Das Spiel „Limit of 20“ entpuppte sich dagegen als Wolf im Schafspelz, denn das Spiel stellte nur ein Mittel zu einem tieferen Zweck dar. Die Teilnehmer teilten sich in drei Gruppen und mussten verschiedene Aufgaben erfüllen, für die sie von der Jury Punkte erhielten. Ziel des Spiels war es, möglichst schnell 20 Punkte zu erreichen.
Die Jury bewertete aber nicht gerecht, sondern diskriminierte systematisch eine Gruppe, während eine andere immer bevorzugt wurde. Ziel war es, das Verhalten der Teilnehmer zueinander festzustellen. So verbündete sich beispielsweise die mittlere mit der schlechten Gruppe und sie gingen in einen Sitzstreik gegen die ungerechte Jury. Die Siegergruppe dagegen betonte die Fairness der Jury und bezeichnete die
anderen Gruppen als schlechte Verlierer. Am Schluss wurde alles aufgeklärt und die Teilnehmer erkannten, wie leicht es ist, Schwächere ungerecht zu behandeln, selbst wenn man sieht, dass es nicht fair ist.

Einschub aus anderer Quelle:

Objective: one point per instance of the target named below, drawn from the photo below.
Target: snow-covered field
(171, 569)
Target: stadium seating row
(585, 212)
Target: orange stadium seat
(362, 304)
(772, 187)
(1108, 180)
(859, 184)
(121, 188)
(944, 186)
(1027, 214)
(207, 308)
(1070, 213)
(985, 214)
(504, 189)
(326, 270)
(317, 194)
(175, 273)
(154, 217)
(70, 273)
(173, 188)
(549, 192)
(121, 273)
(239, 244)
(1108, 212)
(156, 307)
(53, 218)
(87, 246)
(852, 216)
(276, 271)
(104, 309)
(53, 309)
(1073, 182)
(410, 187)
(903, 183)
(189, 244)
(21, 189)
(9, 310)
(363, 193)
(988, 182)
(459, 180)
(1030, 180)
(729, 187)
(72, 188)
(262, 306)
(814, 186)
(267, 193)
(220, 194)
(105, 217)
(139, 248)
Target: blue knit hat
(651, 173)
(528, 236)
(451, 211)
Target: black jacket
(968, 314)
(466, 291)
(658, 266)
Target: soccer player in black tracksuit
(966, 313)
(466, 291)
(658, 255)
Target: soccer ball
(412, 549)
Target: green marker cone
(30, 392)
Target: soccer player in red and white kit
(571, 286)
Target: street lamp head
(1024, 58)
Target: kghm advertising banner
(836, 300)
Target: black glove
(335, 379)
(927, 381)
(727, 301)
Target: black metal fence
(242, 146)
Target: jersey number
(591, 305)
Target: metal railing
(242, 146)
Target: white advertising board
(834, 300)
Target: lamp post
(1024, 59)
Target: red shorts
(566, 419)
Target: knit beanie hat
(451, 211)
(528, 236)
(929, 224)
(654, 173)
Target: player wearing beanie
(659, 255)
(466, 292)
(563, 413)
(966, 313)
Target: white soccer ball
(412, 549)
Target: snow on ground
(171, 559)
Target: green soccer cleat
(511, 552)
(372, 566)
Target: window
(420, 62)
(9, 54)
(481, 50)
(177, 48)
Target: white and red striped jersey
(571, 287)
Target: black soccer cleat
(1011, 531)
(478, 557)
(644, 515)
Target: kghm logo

Der Abend war frei, und alle Teilnehmer nutzten die Gelegenheit, um sich die Stadt Kiew schon mal vor der Stadtführung am Sonntag anzuschauen. Am späten Abend zurückgekehrt, fand sich noch eine Gruppe, die auf dem Balkon die Erlebnisse des Festivals austauschten und sich von den Erfahrungen in ihren Ländern erzählten. Die Mutigsten unter ihnen versuchten sogar die Nacht draußen zu verbringen, aber nur
drei hielten es wirklich durch.
Samstags Vormittag fanden Workshops zum Thema „Flüchtlinge“ und „Interkulturelle und Nonverbale Kommunikation“ statt. Im ersten Workshop wurde darüber gesprochen, wie genau der Begriff beziehungsweise Status eines Flüchtlings definiert ist, und warum es so schwierig ist, diesen Status zu bekommen. Weiterhin wurde darüber diskutiert, wie die weltweiten Probleme in Zusammenhang mit
Flüchtlingen zu lösen wäre. Als nachhaltige Lösung bot sich eine Welt ohne Flüchtlinge an, in der niemand mehr zur Flucht gezwungen ist. Dies ist aber nur durch die Verbesserung von ökonomischen, politischen und sozialen Bedingungen möglich, was nur über eine lange Zeit zu erreichen ist. Im Workshop „Interkulturelle und Nonverbale Kommunikation“ wurden verschiedene Kommunikationsprobleme
zwischen verschiedenen Kulturen erörtert, wobei sich herausstellte, dass man nicht weit reisen muss, um unterschiedliche Kommunikationsmuster zu finden. Als Lösungswege für Kommunikationsprobleme wurde ein gegenseitige Offenheit und aufmerksames Zuhören, ohne vorgebildete Meinung gefunden. Auch wurden verschiedene Nonverbale, und manchmal allgemeinverständliche Kommunikationsmittel gefunden, zum Beispiel Kommunikation mittels Kunst.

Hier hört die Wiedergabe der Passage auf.